At many organizations, any employee has full access to private information because it’s too hard to separate by role. These practices may meet legal compliance, but – as we’ve seen with the rise of phishing and ransomware – leave open opportunities for disaster.

Regulating Data Access in Snowflake

Here are a few recommendations for careful and efficient privacy practices.

Consider anonymization, encryption and masking. True anonymization, per historical standards, involves transforming sensitive data to an anonymous format that cannot be reversed. In contrast, standard encryption of fields follows an unknown pattern that can be reversed with the right key, which is desirable in some cases. Anonymization physically replaces values with characters that do not in any way correspond to a pattern related to the underlying data, such as “000-000-0000” for all phone numbers.

You may not need this bar-the-doors approach in your environment once the recommended isolation, masking, role, and row-level policies are combined. Here are some guiding principles to follow:

• Create carefully organized roles that can be used to enforce access rules.
  • • For more granular Snowflake security, create mapping tables (for example, to associate people to specific regions to further limit their data access).
• Create tags for all potentially sensitive data domains and entities.
• Store and manage tags and mapping tables in an isolated security database with minimal access allowed.
  • • Hide data that users should not access directly in one or more isolated databases, only giving access to necessary processes.
    • Create views and derived tables in another limited-access database, directing users there.
• Where feasible, also store sensitive data elements separately, allowing only authorized users to connect the sensitive and non-sensitive portions.
• Apply dynamic data masking to all potentially sensitive columns using the tags above, with a default-nothing approach that masks data for all but explicitly authorized users.
• Apply row access policies to all potentially sensitive tables, again with a default-nothing approach.

For anonymization of production data in lower environments (e.g., for testing), the same masking policies will be applied if you clone data between environments. If you need further anonymization (or true irreversible anonymization), you can create and apply similar masking policies while making an automated copy of the data, resulting in an irreversibly-masked derived table.

Conclusion

The Snowflake security and data privacy tools described in this series do take work to implement properly, but all of this is far easier than it used to be with traditional database platforms. Equally as important is the value side of the equation: your information does you no good locked up in a vault nobody can access.

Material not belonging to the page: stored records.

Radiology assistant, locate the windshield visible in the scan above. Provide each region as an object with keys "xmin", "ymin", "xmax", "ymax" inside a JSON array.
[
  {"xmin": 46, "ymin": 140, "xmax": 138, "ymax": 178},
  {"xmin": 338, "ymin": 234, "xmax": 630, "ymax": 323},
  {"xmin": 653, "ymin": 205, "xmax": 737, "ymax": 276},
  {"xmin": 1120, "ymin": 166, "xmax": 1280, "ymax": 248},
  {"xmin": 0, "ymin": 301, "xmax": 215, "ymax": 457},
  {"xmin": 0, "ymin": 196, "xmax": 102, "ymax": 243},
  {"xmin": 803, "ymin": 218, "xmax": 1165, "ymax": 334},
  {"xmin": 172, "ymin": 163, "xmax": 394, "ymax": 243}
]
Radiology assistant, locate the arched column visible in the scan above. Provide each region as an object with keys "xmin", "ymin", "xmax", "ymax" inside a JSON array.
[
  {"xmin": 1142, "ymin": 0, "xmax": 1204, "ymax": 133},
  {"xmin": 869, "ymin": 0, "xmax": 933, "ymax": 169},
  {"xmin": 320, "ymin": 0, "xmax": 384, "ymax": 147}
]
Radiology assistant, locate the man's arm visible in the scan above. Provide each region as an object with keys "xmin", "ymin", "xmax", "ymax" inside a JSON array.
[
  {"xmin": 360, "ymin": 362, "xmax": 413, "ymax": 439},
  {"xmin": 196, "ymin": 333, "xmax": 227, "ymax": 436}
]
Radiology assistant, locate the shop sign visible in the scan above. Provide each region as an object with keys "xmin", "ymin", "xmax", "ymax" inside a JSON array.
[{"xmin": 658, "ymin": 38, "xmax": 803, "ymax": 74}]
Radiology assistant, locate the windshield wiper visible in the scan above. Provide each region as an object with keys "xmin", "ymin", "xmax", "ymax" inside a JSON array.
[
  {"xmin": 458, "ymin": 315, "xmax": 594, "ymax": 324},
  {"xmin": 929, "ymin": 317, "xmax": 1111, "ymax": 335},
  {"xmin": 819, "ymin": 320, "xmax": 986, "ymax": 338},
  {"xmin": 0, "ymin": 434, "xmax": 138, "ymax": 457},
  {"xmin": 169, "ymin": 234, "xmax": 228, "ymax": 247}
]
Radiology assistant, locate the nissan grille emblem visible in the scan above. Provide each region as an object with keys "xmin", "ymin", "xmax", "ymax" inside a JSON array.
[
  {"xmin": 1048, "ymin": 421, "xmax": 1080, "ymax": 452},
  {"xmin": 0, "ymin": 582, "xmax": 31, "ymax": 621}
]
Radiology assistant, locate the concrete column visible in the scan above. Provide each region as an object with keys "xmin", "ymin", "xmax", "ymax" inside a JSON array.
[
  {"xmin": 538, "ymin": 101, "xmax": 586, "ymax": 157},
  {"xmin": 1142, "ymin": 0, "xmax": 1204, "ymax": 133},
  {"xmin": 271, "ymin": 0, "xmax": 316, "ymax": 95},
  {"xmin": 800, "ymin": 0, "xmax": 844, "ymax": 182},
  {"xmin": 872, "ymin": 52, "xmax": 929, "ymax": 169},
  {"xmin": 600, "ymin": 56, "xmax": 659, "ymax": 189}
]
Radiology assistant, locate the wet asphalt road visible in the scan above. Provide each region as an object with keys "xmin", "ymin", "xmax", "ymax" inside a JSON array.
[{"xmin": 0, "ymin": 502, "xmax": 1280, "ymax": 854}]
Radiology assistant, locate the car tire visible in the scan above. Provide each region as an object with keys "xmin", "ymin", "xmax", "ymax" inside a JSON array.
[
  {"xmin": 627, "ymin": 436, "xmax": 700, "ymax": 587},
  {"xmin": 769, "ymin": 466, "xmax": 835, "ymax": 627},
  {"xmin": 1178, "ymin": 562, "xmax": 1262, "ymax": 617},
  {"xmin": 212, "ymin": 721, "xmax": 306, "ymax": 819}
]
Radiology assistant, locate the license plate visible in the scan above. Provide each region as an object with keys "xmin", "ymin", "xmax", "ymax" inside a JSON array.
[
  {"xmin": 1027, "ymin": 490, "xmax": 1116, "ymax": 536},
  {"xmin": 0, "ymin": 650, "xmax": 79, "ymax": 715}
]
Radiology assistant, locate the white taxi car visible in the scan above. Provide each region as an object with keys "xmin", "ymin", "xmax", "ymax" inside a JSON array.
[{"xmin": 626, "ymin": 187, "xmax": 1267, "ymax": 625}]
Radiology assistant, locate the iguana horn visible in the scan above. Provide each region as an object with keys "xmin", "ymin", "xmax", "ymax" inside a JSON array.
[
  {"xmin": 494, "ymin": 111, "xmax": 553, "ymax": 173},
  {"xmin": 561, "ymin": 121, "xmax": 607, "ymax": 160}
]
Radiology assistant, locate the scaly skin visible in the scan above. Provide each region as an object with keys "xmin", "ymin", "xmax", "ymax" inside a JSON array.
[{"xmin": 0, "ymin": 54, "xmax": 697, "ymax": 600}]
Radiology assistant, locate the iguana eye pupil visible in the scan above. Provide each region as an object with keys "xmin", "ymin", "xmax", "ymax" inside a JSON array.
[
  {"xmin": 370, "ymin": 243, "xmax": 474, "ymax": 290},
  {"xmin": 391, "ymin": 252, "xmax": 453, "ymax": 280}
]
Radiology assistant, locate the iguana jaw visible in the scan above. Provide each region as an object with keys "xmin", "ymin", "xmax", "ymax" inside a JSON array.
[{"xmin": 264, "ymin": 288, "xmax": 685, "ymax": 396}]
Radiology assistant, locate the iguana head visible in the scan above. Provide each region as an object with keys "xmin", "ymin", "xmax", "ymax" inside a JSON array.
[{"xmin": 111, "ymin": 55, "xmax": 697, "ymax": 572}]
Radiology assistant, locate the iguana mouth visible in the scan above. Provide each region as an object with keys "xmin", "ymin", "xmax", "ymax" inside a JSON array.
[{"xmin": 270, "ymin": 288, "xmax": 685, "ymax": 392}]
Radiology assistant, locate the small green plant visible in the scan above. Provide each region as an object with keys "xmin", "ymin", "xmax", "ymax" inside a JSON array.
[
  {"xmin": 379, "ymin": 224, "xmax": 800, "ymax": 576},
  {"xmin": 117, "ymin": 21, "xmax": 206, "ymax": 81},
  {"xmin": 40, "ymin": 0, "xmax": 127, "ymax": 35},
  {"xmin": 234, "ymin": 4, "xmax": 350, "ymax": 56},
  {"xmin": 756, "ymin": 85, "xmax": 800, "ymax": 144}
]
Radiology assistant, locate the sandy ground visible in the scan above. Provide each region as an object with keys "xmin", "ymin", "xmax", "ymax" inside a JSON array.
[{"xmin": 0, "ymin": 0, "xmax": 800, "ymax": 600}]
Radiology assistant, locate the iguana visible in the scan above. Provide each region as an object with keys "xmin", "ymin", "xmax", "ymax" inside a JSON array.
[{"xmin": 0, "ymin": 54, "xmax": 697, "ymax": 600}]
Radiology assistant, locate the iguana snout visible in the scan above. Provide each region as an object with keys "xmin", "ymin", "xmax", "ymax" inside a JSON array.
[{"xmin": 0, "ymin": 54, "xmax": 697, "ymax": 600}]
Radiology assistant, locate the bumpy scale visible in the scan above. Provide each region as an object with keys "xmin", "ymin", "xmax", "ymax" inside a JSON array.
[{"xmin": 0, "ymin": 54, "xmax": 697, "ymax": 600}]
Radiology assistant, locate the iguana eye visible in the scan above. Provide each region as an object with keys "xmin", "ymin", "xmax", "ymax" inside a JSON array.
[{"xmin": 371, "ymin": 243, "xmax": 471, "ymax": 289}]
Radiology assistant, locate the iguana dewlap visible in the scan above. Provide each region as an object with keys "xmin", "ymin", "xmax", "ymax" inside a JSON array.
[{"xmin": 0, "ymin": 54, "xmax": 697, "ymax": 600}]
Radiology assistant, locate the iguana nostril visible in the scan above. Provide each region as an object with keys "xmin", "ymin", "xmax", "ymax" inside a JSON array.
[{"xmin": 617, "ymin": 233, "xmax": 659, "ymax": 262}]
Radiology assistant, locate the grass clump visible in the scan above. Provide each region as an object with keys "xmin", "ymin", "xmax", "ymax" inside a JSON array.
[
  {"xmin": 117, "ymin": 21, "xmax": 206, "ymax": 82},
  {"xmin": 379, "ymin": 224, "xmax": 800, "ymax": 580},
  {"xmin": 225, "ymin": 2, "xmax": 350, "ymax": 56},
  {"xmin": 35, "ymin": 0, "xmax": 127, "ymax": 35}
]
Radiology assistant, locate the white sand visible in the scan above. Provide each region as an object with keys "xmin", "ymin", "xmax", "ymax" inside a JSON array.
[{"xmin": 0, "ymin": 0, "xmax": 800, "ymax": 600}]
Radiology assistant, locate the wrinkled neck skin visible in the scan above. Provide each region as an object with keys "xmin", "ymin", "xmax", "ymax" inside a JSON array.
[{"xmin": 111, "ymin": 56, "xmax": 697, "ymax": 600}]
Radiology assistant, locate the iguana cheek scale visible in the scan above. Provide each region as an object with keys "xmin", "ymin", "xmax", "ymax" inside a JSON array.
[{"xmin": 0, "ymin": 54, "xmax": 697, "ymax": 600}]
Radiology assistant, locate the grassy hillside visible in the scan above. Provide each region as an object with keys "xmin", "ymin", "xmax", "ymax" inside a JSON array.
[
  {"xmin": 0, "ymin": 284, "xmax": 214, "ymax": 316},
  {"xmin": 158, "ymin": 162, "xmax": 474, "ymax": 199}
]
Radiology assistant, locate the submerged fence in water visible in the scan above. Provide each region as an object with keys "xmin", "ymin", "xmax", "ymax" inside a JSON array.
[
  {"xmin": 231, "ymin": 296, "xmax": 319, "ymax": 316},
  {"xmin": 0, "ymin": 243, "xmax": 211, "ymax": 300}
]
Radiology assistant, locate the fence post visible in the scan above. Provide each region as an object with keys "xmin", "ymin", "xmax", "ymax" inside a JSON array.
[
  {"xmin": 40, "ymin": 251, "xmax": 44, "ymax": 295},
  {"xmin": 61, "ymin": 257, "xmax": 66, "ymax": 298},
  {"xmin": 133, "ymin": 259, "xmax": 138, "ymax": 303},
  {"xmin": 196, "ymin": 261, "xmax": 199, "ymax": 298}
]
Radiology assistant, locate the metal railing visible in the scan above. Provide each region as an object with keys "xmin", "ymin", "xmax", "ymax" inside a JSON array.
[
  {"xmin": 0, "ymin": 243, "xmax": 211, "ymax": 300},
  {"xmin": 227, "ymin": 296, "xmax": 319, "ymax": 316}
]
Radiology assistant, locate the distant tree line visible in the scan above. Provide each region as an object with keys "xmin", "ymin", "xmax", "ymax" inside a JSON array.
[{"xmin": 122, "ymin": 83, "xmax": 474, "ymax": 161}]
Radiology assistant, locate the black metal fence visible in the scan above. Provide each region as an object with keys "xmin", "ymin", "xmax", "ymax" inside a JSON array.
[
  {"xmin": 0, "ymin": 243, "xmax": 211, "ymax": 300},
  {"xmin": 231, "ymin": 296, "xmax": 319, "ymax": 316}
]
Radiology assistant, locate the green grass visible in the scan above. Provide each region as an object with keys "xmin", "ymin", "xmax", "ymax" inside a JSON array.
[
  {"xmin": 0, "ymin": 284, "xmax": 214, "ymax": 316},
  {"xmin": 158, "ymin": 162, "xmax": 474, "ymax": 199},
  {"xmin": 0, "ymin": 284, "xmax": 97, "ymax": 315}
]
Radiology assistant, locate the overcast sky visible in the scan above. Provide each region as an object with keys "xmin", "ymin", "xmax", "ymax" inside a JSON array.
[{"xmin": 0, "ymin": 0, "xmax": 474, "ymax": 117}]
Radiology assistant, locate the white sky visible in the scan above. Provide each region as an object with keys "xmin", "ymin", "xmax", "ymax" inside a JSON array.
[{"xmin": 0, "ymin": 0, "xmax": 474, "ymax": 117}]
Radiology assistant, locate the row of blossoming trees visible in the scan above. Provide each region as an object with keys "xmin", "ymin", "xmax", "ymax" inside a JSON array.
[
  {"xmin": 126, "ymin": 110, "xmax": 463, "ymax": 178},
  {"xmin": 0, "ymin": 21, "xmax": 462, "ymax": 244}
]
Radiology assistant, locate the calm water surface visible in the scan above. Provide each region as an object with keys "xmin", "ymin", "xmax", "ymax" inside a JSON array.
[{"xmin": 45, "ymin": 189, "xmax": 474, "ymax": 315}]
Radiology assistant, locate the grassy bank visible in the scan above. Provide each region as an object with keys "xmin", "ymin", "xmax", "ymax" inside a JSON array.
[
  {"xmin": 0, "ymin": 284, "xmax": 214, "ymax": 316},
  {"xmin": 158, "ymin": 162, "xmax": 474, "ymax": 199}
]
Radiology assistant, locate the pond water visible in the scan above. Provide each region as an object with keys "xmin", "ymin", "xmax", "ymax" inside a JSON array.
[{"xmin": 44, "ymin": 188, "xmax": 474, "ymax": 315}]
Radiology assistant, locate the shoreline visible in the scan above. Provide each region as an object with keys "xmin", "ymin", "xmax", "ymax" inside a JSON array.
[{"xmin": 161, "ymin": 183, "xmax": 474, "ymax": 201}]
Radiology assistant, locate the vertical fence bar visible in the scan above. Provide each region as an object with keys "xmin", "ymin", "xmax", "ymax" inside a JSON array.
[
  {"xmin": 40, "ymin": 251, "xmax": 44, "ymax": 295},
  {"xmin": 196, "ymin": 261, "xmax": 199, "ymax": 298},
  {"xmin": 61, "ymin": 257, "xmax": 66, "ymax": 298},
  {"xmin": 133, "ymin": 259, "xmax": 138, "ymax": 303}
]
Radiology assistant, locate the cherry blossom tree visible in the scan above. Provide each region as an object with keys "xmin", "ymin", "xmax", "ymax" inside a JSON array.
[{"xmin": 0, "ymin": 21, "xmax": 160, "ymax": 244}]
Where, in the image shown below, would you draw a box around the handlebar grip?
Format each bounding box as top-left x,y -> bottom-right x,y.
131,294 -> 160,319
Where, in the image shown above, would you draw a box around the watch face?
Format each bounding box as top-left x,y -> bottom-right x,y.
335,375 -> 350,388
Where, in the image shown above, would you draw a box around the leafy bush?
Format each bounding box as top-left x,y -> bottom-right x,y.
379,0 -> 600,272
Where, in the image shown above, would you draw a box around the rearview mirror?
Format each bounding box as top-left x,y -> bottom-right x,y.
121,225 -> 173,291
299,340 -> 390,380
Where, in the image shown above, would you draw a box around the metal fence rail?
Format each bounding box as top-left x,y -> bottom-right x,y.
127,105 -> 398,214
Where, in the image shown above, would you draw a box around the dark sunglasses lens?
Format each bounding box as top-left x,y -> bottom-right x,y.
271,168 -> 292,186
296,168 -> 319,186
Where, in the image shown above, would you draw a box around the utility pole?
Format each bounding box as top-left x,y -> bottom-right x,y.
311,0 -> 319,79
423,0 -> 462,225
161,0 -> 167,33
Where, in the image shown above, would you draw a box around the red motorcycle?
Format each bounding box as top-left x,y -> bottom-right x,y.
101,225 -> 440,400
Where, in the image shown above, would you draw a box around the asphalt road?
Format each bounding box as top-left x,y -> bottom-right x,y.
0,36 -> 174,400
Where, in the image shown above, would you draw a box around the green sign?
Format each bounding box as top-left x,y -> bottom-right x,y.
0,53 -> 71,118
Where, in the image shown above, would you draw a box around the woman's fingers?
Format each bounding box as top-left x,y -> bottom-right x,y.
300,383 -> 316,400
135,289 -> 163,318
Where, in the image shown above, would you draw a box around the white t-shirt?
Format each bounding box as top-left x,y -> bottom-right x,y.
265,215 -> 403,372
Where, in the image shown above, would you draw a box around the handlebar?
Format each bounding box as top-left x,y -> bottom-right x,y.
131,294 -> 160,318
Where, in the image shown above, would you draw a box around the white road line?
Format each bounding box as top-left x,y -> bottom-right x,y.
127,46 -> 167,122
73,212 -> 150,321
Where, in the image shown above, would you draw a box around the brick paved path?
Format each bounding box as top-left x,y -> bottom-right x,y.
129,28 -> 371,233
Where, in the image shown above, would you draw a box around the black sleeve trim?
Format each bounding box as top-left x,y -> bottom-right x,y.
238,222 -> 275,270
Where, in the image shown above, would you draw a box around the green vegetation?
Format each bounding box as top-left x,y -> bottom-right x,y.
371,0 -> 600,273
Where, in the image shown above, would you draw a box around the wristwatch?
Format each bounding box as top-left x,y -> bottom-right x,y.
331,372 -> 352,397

A safety net of reliable access control means you can unlock the value of your data without putting it – or your organization – at risk. You can empower your employees to analyze the information you have and get creative with new ways of using it. Your IT organization can be faster and more cost-effective, and your business users can be more self-sufficient. Using data shares (and even the Data Marketplace), you can monetize your data with low maintenance efforts and complete control.

Companies are already seeing the opportunities here: cloud CRM vendor Hubspot was able to skip the development and maintenance of an API for their customers to retrieve data, instead configuring a data share and saying, “take what you need.” A major processor of airline tickets opened a new revenue stream by sharing aggregated sales information with banks and market research companies.

We hope you’ll take advantage of this information to build your organization’s safety net and start to explore the possibilities that it brings.